Vice-présidente de la Branded content marketing association (BCMA) et précédemment global digital manager marketing de la marque Lancaster, Julie Dardour pense que les marques devront être utiles et authentiques pour convaincre leurs clients en sortie de crise. Selon elle, le marketing de contenu sera alors essentiel pour fidéliser les clients et en attirer de nouveaux.
Vincent Biard – Quel est l’objectif de l’association BCMA dont vous êtes vice-présidente ?
Julie Dardour – C’est une association née à Londres il y a quinze ans avec une présence dans 14 pays. Nous l’avons relancé en France depuis le mois d’octobre avec cinq membres au bureau et une trentaine d’adhérents comme des grandes régies. L’idée est de constituer une association transmétiers pour fédérer tous les savoir-faire autour de la production de contenu et non de traiter le brand content par spécialité comme la prod, les medias, etc. L’objectif est de promouvoir cette spécialité avec comme grand projet la proposition d’outils de mesure pour démontrer l’utilité du brand content. Des outils ont été ainsi développés au Royaume-Uni avec notamment Ipsos Mori pour disposer d’indicateurs de performance. Nous souhaitons introduire cette notion en France afin de structurer le marché mais aussi pour en définir les limites. Par exemple, la communication de crise qui est le sujet du moment n’est pas du brand content.
Vincent Biard – L’un des enjeux du marketing de contenu est d’établir son utilité avec des indicateurs crédibles et communs. Comment faire ?

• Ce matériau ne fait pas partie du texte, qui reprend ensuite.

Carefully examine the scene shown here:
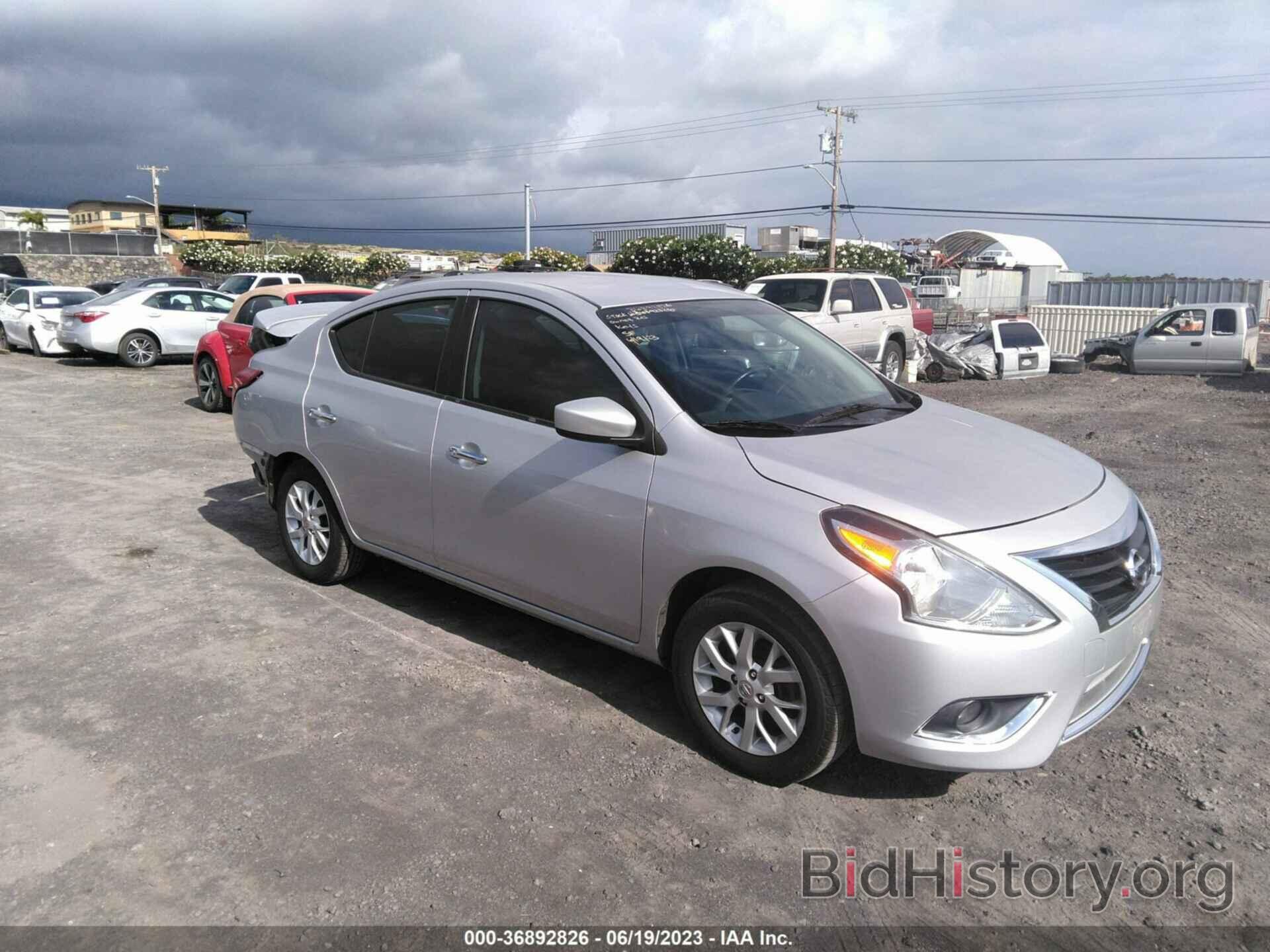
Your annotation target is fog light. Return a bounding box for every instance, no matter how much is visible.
[917,694,1050,744]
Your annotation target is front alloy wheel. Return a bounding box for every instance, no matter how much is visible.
[692,622,806,756]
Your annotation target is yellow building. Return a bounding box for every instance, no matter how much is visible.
[67,198,251,245]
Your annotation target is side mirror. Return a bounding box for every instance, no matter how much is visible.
[555,397,639,443]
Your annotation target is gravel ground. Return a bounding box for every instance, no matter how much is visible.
[0,353,1270,926]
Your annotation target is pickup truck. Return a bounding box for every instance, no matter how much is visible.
[745,272,915,381]
[1085,302,1260,374]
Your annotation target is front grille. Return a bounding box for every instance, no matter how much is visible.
[1037,512,1153,619]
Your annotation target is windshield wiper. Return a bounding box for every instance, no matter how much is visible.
[705,420,802,433]
[802,404,917,429]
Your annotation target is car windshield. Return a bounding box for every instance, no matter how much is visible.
[757,278,828,311]
[216,274,255,294]
[599,298,921,436]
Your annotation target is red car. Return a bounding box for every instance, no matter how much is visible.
[904,288,935,334]
[194,284,374,413]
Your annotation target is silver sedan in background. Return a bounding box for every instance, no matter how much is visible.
[233,273,1162,783]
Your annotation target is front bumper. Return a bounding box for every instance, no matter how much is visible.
[804,477,1162,772]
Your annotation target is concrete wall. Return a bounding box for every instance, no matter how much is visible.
[1027,305,1160,356]
[17,254,178,286]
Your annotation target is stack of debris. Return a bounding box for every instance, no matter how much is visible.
[913,324,997,383]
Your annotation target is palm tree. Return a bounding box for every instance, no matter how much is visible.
[18,208,48,231]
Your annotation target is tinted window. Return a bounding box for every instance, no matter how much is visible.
[145,291,196,311]
[758,278,828,311]
[194,294,233,313]
[878,278,908,309]
[233,294,283,324]
[997,321,1045,349]
[464,298,630,422]
[330,311,374,373]
[290,291,366,305]
[851,278,881,311]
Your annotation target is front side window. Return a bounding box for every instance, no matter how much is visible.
[464,299,632,424]
[851,278,881,311]
[333,297,458,391]
[1151,307,1208,338]
[758,278,828,313]
[997,321,1045,349]
[599,299,921,436]
[216,274,253,294]
[194,294,233,313]
[878,278,908,309]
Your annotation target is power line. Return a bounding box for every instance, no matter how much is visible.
[163,155,1270,203]
[185,72,1270,169]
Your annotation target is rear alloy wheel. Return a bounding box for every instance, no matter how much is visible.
[275,462,367,585]
[671,586,855,785]
[881,340,904,383]
[119,331,159,368]
[194,357,226,414]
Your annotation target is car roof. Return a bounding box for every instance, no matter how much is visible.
[376,272,753,313]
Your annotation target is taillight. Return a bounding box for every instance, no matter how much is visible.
[233,367,264,392]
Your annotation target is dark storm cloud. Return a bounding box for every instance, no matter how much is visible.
[0,0,1270,276]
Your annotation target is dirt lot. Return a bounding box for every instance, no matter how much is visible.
[0,353,1270,926]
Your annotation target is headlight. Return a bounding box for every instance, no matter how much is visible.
[820,506,1058,635]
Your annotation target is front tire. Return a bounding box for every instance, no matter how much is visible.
[881,340,904,383]
[119,331,159,370]
[275,462,367,585]
[194,357,226,414]
[671,586,855,785]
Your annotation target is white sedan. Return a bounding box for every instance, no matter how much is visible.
[0,284,97,357]
[57,288,233,367]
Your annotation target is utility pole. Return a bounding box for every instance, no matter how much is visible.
[818,105,856,270]
[137,165,167,255]
[525,182,533,262]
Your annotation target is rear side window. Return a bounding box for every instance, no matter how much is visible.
[878,278,908,309]
[997,321,1045,349]
[464,301,631,424]
[851,278,881,311]
[331,297,457,391]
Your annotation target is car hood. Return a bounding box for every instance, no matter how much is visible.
[738,400,1106,536]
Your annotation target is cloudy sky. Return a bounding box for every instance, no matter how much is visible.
[0,0,1270,278]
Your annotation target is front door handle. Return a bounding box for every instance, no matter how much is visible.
[446,443,489,466]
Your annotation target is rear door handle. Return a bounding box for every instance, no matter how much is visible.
[446,443,489,466]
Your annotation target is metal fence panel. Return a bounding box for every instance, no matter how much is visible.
[1027,305,1161,354]
[1045,278,1270,320]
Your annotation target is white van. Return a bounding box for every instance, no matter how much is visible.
[917,274,961,299]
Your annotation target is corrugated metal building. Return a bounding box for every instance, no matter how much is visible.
[587,221,747,268]
[1046,278,1270,320]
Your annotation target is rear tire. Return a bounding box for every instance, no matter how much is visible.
[194,357,228,414]
[275,462,368,585]
[881,340,904,383]
[119,330,159,370]
[671,585,855,785]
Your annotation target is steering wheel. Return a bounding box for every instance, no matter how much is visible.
[722,364,790,405]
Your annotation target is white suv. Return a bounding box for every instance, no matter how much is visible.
[216,272,305,294]
[745,272,913,379]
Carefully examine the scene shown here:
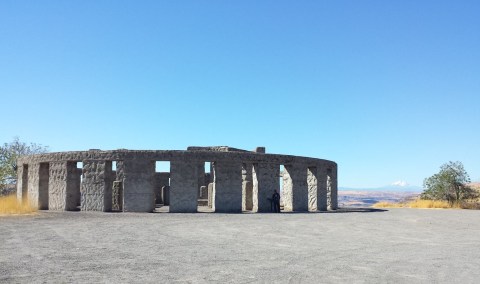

Julie Dardour – L’association BCMA souhaite permettre aux annonceurs et aux agences de comprendre les bonnes pratiques du brand content et les bons KPI avec l’idée que les budgets consacrés au brand content ne soient pas que des activations de marque mais aussi des actions à long terme dans l’esprit du nouveau marketing. Nous souhaitons lancer un observatoire pour étudier le brand content en France et publier un vrai indicateur pour le marché français mais la crise actuelle en retarde évidement l’organisation. En parallèle de cet observatoire, nous travaillons à créer cette communauté, organiser des débats, faire comprendre les spécialités du brand content. Un contenu aujourd’hui ne doit pas être destiné à un seul point de contact mais doit être pensé pour être diffusé auprès de différentes audiences. Un des grands KPI aujourd’hui est l’audience. Le brand content s’inscrit dans une optique durable même si construire un programme de brand content pour un effet immédiat de ventes plairait à beaucoup… Créer et développer une audience engagée avec la marque pour travailler sur les consommateurs à venir ou les fidéliser est un levier très important.
Vincent Biard – Le confinement a engendré une forte hausse du trafic sur internet. Comment les marques peuvent-elles faire fructifier cette audience ?
Julie Dardour – Nous avons organisé une session live avec nos adhérents. Nous voyons bien que les marques ne savent pas comment se positionner mais elles ne pourront pas revenir après le 11 mai avec une publicité promotionnelle sans explications et sans contexte. Comment reprendre la parole et comment la contextualiser ? Cela passera par du contenu travaillé comme un échange éditorial. Le contenu s’inscrira dans une optique de preuve. Les marques qui fonctionnent pendant le confinement sont les marques utiles comme par exemple les marques de sport ou de cuisine dont certaines ont développé des contenus de grande qualité. D’autres marques ont capté des audiences avec des contenus serviciels qui leur permettront peut-être de rester en contacts avec leurs clients.
Vincent Biard – Avant la crise, l’une des tendances fortes du marketing digital étaient la fidélisation avec développement d’applications et la mise en place du consentement ainsi que l’éthique, comment renforcer cette relation de confiance ?
Julie Dardour – Par un recentrage sur des valeurs d’utilité. Je crois qu’aujourd’hui nous sommes passés à un marketing plus transparent et les marques doivent travailler sur leur propre véracité. Il y a un contexte de gravité et les marques doivent s’y adapter. Les clients ne seront pas forcement réceptifs à la futilité. Avec le confinement, nous observons une tendance du content product avec la description des produits. Comme on ne peut pas les toucher et que l’on ne va certainement pas pouvoir le faire facilement lors du déconfinement, il y aura notamment un travail sur les fiches produits des marques et des retailers qu’il faudra étoffer. Etre authentique dans le discours de fond et encore plus précis dans le discours de forme. Pour nous, le brand content sortira gagnant de la crise parce que l’on a demandé de l’engagement et des preuves aux marques et que les preuves seront amenées par le brand content.